The main difference between traditional candlestick charts and Heikin Ashi (HA) charts is that HA charts the average price moves, creating a smoother appearance. Because the HA price bars are averaged, they don’t show the exact open and close prices for a particular time period.

Some traders want additional confirmation of trend direction, and Heikin Ashi charts are often used as a technical indicator on a typical candlestick chart, to help highlight and clarify the current trend.

Heikin Ashi charts are sometimes used on their own, especially by swing traders or investors. Day traders tend to use Heikin Ashi charts more as an indicator, as HA charts have certain other benefits.
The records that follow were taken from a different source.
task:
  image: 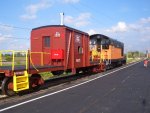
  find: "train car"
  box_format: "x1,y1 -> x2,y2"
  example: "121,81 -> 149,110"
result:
0,25 -> 104,96
90,34 -> 126,69
0,25 -> 125,96
30,25 -> 90,74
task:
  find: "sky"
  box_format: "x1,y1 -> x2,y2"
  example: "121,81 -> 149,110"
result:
0,0 -> 150,53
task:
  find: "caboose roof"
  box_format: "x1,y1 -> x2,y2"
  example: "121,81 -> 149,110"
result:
32,25 -> 89,35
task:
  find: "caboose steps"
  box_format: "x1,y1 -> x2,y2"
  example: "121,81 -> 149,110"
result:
13,71 -> 29,92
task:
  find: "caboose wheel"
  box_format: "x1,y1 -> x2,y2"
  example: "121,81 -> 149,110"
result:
29,74 -> 44,91
1,77 -> 16,96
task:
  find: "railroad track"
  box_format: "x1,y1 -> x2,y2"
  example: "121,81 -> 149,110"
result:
0,62 -> 135,106
0,72 -> 92,105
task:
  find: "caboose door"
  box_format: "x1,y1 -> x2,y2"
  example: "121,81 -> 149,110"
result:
74,33 -> 83,68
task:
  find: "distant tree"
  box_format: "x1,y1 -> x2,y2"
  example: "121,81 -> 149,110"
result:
15,52 -> 22,57
127,51 -> 144,58
128,52 -> 134,58
5,56 -> 12,61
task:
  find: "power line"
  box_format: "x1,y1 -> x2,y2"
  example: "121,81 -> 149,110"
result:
67,3 -> 114,29
79,1 -> 116,23
0,23 -> 31,30
0,36 -> 29,40
0,24 -> 31,40
69,4 -> 104,24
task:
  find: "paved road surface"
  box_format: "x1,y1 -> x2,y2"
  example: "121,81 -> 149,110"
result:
0,62 -> 150,113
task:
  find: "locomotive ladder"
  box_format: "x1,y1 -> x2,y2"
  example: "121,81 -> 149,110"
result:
66,33 -> 72,69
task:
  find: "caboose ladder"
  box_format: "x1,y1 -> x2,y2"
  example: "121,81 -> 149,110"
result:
13,71 -> 29,92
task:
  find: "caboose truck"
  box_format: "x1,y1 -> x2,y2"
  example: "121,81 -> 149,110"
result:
0,25 -> 125,96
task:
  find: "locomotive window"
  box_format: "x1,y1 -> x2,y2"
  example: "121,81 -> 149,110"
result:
101,40 -> 105,45
90,39 -> 97,45
44,36 -> 50,47
102,44 -> 109,49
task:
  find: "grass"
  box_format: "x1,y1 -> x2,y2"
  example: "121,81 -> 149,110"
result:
127,58 -> 141,63
40,72 -> 71,80
40,72 -> 54,80
0,56 -> 27,67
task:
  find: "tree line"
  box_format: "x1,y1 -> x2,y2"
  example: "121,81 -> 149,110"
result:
126,51 -> 146,58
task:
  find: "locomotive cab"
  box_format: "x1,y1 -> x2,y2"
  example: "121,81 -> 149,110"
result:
90,36 -> 101,62
90,34 -> 110,62
101,38 -> 110,49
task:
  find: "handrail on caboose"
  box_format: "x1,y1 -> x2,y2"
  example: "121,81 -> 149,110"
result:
0,50 -> 28,71
0,50 -> 51,72
30,52 -> 50,66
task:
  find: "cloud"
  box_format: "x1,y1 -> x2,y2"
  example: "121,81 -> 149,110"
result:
64,13 -> 91,27
0,24 -> 13,32
102,17 -> 150,51
106,22 -> 128,33
63,0 -> 80,3
106,17 -> 150,33
141,35 -> 150,42
64,16 -> 74,24
0,33 -> 11,43
20,0 -> 52,20
8,42 -> 29,50
140,17 -> 150,24
87,29 -> 97,35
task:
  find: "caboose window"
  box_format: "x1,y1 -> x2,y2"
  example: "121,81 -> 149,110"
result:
78,46 -> 83,54
44,36 -> 50,47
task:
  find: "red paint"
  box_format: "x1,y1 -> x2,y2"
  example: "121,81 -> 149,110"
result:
31,25 -> 90,72
0,25 -> 107,77
51,49 -> 64,59
8,82 -> 13,90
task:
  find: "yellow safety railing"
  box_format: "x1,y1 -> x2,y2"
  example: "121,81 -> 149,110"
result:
0,50 -> 28,71
29,52 -> 51,72
30,52 -> 50,66
0,50 -> 51,72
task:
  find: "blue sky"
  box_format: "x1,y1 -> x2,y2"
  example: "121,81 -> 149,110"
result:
0,0 -> 150,52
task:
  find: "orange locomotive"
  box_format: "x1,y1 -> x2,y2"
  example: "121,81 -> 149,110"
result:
90,34 -> 126,69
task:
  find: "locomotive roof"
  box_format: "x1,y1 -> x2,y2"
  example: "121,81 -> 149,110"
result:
32,25 -> 89,35
90,34 -> 110,40
90,34 -> 124,47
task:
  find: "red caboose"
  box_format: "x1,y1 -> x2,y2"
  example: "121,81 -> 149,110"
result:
31,25 -> 90,74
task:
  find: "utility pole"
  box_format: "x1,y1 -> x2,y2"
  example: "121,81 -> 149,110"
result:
146,50 -> 148,58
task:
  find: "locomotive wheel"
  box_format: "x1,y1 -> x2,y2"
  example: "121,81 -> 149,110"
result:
1,77 -> 16,96
51,70 -> 64,76
29,74 -> 43,91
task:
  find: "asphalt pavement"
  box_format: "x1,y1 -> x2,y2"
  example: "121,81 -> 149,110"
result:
0,61 -> 150,113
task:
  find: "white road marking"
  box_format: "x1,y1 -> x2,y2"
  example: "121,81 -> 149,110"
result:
121,75 -> 131,84
111,88 -> 116,92
0,95 -> 7,99
0,61 -> 141,112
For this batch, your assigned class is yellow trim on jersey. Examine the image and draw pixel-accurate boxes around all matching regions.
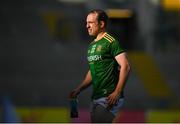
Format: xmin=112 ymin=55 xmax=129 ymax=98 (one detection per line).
xmin=106 ymin=33 xmax=115 ymax=41
xmin=104 ymin=33 xmax=115 ymax=43
xmin=104 ymin=36 xmax=112 ymax=43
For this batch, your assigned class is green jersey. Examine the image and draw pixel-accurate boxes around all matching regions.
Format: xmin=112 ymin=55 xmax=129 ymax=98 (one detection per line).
xmin=87 ymin=32 xmax=125 ymax=100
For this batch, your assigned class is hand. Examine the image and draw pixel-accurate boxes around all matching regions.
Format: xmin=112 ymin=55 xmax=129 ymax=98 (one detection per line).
xmin=106 ymin=91 xmax=120 ymax=108
xmin=69 ymin=89 xmax=80 ymax=99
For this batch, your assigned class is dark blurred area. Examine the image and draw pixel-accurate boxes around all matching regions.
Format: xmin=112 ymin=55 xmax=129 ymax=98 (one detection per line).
xmin=0 ymin=0 xmax=180 ymax=122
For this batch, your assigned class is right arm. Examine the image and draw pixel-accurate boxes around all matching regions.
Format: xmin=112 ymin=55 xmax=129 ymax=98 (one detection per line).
xmin=69 ymin=70 xmax=92 ymax=98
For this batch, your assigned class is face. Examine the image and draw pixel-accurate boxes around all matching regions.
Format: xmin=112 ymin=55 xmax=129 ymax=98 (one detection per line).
xmin=86 ymin=13 xmax=100 ymax=36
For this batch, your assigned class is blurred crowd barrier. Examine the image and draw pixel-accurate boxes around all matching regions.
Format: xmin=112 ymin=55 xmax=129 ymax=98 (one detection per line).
xmin=1 ymin=107 xmax=180 ymax=123
xmin=0 ymin=97 xmax=180 ymax=123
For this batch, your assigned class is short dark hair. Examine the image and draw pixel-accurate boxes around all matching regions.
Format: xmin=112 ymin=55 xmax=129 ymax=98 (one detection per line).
xmin=89 ymin=9 xmax=109 ymax=27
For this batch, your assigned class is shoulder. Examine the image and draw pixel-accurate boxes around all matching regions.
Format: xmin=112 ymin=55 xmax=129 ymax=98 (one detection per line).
xmin=103 ymin=33 xmax=116 ymax=43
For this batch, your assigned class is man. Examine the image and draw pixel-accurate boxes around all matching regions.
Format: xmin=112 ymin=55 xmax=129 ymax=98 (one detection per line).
xmin=69 ymin=9 xmax=130 ymax=123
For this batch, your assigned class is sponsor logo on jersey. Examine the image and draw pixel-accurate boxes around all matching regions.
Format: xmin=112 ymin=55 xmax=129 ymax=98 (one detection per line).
xmin=88 ymin=55 xmax=102 ymax=62
xmin=88 ymin=44 xmax=103 ymax=62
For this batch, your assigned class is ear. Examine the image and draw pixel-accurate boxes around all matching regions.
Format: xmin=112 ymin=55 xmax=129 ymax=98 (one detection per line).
xmin=100 ymin=21 xmax=105 ymax=28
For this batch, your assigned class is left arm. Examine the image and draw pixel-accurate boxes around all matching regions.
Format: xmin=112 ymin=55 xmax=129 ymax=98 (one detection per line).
xmin=107 ymin=52 xmax=131 ymax=106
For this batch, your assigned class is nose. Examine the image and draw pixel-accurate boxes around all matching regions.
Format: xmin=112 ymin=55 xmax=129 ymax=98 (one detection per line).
xmin=86 ymin=23 xmax=90 ymax=28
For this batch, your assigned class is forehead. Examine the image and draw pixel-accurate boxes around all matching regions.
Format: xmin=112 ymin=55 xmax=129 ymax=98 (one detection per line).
xmin=86 ymin=13 xmax=98 ymax=21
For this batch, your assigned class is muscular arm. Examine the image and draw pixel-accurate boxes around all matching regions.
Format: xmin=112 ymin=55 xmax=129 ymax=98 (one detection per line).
xmin=114 ymin=52 xmax=130 ymax=94
xmin=70 ymin=70 xmax=92 ymax=98
xmin=107 ymin=52 xmax=131 ymax=105
xmin=76 ymin=70 xmax=92 ymax=93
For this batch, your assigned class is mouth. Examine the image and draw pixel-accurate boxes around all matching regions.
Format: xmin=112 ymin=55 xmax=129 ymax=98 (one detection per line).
xmin=88 ymin=29 xmax=92 ymax=32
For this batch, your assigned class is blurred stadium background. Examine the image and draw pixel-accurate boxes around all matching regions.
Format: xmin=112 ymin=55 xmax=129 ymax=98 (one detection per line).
xmin=0 ymin=0 xmax=180 ymax=123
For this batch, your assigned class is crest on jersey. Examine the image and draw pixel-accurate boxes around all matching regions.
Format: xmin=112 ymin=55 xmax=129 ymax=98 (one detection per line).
xmin=96 ymin=45 xmax=102 ymax=52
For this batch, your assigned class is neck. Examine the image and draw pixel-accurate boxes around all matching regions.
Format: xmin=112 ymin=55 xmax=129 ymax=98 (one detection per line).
xmin=95 ymin=31 xmax=106 ymax=41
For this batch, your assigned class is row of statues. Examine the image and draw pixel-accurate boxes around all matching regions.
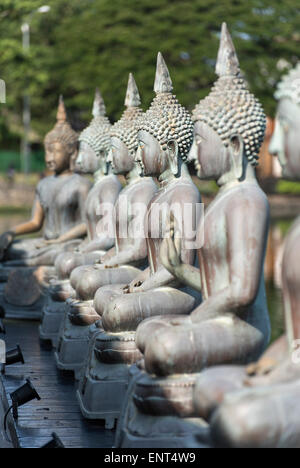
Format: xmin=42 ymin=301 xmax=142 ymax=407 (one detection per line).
xmin=1 ymin=21 xmax=300 ymax=447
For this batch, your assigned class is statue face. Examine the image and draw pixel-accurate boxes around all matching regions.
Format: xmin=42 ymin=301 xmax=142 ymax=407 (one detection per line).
xmin=136 ymin=130 xmax=168 ymax=177
xmin=108 ymin=136 xmax=134 ymax=175
xmin=269 ymin=98 xmax=300 ymax=180
xmin=75 ymin=141 xmax=99 ymax=174
xmin=45 ymin=141 xmax=70 ymax=174
xmin=191 ymin=121 xmax=231 ymax=180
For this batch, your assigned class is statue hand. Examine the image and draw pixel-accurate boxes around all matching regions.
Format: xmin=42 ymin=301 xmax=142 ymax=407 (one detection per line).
xmin=0 ymin=231 xmax=15 ymax=258
xmin=160 ymin=221 xmax=182 ymax=274
xmin=246 ymin=357 xmax=278 ymax=377
xmin=123 ymin=280 xmax=143 ymax=294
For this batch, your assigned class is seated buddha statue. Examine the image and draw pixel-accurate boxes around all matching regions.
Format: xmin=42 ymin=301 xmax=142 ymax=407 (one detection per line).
xmin=54 ymin=74 xmax=157 ymax=373
xmin=39 ymin=89 xmax=121 ymax=343
xmin=207 ymin=63 xmax=300 ymax=448
xmin=75 ymin=53 xmax=201 ymax=425
xmin=52 ymin=88 xmax=121 ymax=279
xmin=135 ymin=24 xmax=270 ymax=381
xmin=0 ymin=96 xmax=91 ymax=267
xmin=67 ymin=73 xmax=158 ymax=307
xmin=192 ymin=63 xmax=300 ymax=427
xmin=0 ymin=97 xmax=91 ymax=316
xmin=115 ymin=25 xmax=271 ymax=447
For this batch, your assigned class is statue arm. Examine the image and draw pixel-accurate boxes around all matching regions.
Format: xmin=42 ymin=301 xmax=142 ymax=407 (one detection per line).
xmin=102 ymin=240 xmax=146 ymax=268
xmin=191 ymin=196 xmax=269 ymax=322
xmin=0 ymin=198 xmax=45 ymax=259
xmin=45 ymin=223 xmax=87 ymax=245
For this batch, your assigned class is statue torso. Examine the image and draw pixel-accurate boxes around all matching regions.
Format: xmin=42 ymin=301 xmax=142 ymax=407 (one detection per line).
xmin=199 ymin=181 xmax=268 ymax=306
xmin=147 ymin=176 xmax=200 ymax=274
xmin=115 ymin=177 xmax=157 ymax=253
xmin=84 ymin=174 xmax=121 ymax=240
xmin=36 ymin=173 xmax=91 ymax=240
xmin=281 ymin=215 xmax=300 ymax=340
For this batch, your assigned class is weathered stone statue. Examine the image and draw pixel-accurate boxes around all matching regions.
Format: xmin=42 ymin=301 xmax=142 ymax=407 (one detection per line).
xmin=39 ymin=89 xmax=122 ymax=343
xmin=0 ymin=96 xmax=91 ymax=318
xmin=76 ymin=53 xmax=201 ymax=428
xmin=54 ymin=74 xmax=158 ymax=377
xmin=116 ymin=23 xmax=270 ymax=447
xmin=207 ymin=63 xmax=300 ymax=448
xmin=0 ymin=96 xmax=91 ymax=266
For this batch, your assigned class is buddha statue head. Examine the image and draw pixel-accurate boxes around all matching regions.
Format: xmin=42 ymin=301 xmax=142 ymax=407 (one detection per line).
xmin=189 ymin=23 xmax=266 ymax=184
xmin=269 ymin=63 xmax=300 ymax=180
xmin=44 ymin=95 xmax=78 ymax=175
xmin=136 ymin=52 xmax=194 ymax=178
xmin=76 ymin=88 xmax=111 ymax=175
xmin=107 ymin=73 xmax=143 ymax=175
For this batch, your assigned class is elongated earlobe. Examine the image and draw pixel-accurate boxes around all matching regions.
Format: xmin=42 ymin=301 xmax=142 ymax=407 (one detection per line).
xmin=167 ymin=140 xmax=179 ymax=176
xmin=229 ymin=134 xmax=245 ymax=180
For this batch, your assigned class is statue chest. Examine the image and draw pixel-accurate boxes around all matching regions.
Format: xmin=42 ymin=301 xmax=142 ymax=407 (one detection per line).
xmin=198 ymin=201 xmax=230 ymax=296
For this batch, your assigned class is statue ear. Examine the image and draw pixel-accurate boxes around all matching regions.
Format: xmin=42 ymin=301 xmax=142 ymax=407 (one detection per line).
xmin=229 ymin=134 xmax=245 ymax=180
xmin=167 ymin=139 xmax=179 ymax=176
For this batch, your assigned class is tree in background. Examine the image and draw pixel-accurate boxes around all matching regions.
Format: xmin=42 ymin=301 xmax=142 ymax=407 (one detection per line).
xmin=0 ymin=0 xmax=299 ymax=163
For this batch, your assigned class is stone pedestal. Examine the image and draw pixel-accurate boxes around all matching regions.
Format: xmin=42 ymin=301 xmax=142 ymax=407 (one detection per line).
xmin=115 ymin=367 xmax=211 ymax=448
xmin=54 ymin=300 xmax=98 ymax=374
xmin=39 ymin=279 xmax=76 ymax=347
xmin=76 ymin=329 xmax=142 ymax=428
The Heikin Ashi Calculation:
Heikin Ashi charts smooth price activity by calculating average values. An HA chart calculates its own open (HAO), high (HAH), low (HAL), and close (HAC) using the actual open (O), high (H), low (L), and close (C) of the time frame (1 minute, 5 minute, 15 minute, etc.).

HAO = (Open of previous bar + Close of previous bar) / 2
HAC = (Open + High + Low + Close) / 4
HAH = Highest of High, Open, or Close
HAL = Lowest of Low, Open, or Close
A mathematical formula is used for calculating each price bar on a Heikin Ashi chart. Because of this, you don’t know the exact price at which a given time period opened or closed. When day trading, this can be an issue, since knowing the exact price, especially when you’re trading off a chart, is important. For longer-term traders, this is less of an issue since the open and close of a price bar is not as important in trades that last weeks, months or years.